I'm out of time to continue this post, since it's nearly time to leave for the game. Catch you later, after the Jays beat the Phillies yet again.
I dropped Jackie the feral cat off at the vet on Monday to have her ruptured abcess cleaned up. Apparently she was so sweet and docile at the vets' that they didn't even need to sedate her to clean it up.
But while she was there, they discovered that her blind eye (blind since she was a kitten--she's now 5 or 6) was ulcerated and under a lot of pressure and swollen to the point that her eyelids didn't properly cover it. So it needed to be removed. She had her surgery yesterday and will be coming back to my place tonight for 2-3 weeks recovery.
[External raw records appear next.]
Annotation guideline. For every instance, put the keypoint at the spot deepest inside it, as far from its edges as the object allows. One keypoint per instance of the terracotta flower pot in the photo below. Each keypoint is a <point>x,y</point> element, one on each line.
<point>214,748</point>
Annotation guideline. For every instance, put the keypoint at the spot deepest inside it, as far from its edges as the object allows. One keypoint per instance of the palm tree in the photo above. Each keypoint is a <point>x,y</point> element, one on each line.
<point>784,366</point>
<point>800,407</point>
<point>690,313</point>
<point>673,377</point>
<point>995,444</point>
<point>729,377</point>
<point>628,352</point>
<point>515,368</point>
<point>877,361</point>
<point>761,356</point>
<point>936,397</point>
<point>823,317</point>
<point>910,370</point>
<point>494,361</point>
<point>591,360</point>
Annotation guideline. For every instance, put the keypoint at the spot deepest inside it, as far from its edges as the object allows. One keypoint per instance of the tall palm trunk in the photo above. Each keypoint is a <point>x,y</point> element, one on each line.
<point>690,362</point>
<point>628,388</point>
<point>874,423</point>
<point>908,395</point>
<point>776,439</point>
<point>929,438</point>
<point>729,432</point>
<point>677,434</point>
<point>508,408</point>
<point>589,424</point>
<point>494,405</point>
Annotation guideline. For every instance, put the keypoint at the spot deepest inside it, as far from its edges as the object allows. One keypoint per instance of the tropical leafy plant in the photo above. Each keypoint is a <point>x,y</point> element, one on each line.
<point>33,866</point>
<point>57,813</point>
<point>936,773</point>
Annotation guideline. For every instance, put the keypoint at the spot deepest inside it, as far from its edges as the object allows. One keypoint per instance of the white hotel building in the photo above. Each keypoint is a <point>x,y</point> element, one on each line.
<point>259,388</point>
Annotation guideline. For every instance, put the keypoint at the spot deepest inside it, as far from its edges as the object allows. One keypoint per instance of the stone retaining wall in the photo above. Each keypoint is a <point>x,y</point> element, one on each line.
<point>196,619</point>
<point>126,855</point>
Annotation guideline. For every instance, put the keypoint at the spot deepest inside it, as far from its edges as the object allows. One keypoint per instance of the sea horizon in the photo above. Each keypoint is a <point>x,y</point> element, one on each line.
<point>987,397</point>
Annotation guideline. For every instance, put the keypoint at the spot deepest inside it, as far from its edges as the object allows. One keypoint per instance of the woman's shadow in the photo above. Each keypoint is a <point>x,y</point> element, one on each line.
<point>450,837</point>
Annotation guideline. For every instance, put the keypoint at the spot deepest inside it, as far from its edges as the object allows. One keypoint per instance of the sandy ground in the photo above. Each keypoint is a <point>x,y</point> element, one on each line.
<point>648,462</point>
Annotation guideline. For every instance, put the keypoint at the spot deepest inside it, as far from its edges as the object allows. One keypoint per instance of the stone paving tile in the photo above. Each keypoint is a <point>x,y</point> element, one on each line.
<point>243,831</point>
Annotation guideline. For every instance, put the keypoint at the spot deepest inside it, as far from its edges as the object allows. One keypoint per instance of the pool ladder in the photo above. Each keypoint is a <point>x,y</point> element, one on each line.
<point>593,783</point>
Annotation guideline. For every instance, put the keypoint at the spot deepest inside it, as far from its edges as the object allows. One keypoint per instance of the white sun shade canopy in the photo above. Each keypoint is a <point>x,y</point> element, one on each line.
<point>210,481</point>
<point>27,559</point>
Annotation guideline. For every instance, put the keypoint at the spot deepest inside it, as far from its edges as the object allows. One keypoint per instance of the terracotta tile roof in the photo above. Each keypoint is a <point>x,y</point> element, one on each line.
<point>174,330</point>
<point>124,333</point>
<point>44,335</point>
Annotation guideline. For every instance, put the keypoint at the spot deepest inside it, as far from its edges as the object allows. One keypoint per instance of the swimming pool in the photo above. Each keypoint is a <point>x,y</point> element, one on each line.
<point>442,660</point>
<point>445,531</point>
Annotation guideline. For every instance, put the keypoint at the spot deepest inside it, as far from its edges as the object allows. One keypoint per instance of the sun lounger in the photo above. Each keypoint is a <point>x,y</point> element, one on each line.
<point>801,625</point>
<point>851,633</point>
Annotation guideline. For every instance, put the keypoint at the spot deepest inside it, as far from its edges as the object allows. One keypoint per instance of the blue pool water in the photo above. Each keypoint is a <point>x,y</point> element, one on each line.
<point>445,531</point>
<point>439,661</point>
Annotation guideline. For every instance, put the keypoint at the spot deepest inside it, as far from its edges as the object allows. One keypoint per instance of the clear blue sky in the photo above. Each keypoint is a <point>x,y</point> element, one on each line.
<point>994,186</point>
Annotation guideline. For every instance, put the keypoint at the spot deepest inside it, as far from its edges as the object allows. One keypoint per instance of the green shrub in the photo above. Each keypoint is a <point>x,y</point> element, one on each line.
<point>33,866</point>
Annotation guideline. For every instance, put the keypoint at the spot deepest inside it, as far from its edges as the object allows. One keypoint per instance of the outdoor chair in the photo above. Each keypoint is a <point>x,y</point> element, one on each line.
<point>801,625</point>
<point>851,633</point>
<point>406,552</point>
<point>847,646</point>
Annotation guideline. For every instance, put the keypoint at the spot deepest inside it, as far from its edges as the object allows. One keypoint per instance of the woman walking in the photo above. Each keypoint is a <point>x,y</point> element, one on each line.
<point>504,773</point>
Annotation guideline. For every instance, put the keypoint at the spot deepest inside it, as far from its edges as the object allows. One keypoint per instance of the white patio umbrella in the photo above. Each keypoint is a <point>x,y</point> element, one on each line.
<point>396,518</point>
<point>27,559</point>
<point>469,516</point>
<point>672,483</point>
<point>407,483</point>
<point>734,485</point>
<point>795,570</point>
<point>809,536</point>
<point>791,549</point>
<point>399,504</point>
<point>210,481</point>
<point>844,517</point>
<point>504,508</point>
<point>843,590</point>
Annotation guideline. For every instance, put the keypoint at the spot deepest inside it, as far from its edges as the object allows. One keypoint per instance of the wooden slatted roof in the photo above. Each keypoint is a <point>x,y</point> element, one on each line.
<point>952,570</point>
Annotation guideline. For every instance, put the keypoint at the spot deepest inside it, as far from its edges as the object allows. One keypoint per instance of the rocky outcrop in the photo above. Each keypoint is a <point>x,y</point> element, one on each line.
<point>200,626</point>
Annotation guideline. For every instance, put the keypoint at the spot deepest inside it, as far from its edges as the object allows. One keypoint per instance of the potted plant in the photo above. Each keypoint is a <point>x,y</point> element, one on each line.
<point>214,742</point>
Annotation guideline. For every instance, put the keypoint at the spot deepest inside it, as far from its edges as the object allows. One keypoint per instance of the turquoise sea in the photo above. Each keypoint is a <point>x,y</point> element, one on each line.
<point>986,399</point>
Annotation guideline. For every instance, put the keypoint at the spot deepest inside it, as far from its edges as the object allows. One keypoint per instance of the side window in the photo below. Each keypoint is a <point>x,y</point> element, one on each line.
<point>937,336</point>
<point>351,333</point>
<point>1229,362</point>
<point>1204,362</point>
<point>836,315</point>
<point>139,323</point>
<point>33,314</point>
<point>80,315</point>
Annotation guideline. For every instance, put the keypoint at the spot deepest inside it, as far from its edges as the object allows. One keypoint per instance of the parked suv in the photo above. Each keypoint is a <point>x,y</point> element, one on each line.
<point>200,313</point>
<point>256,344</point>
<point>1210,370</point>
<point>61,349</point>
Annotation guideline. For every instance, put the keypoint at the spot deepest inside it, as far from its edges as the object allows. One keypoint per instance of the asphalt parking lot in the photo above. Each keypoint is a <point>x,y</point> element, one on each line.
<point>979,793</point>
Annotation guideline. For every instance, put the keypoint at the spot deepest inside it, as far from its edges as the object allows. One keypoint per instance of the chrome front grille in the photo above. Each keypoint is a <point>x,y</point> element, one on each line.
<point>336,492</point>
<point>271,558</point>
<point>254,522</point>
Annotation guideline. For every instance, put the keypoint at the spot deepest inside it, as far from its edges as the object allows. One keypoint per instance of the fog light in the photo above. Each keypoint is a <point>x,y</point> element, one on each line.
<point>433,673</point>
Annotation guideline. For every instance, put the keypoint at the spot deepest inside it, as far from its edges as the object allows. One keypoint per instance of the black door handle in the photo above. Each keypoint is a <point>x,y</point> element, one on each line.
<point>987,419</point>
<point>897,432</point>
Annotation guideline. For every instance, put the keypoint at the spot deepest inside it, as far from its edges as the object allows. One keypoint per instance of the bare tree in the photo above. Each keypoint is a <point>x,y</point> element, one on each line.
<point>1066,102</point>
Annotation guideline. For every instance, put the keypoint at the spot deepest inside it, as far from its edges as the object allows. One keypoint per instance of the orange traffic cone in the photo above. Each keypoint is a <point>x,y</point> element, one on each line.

But best of all, she's proven to be social enough, and the vet so taken with her, that they don't want her to go back out onto the street. They're looking for a place that will foster her after recovery, and if one isn't found by the end of the three weeks, Jennie, one of the Distillery District feeders, has a temporary indoor place lined up for her. The vet clinic might even foster her in the clinic, where they often have foster kittens and cats about the place, and people adopt them right out of there.
I forgot to mention in the previous post, that when Jackie was with her previous colony, a short distance away from the Distillery District, the colony caretakers had a report that she had been hit by a car in 2007 and assumed she was dead. She reappeared in December 2007, perfectly fine. So she's had quite a story so far, and now it looks like a happily ever after, too.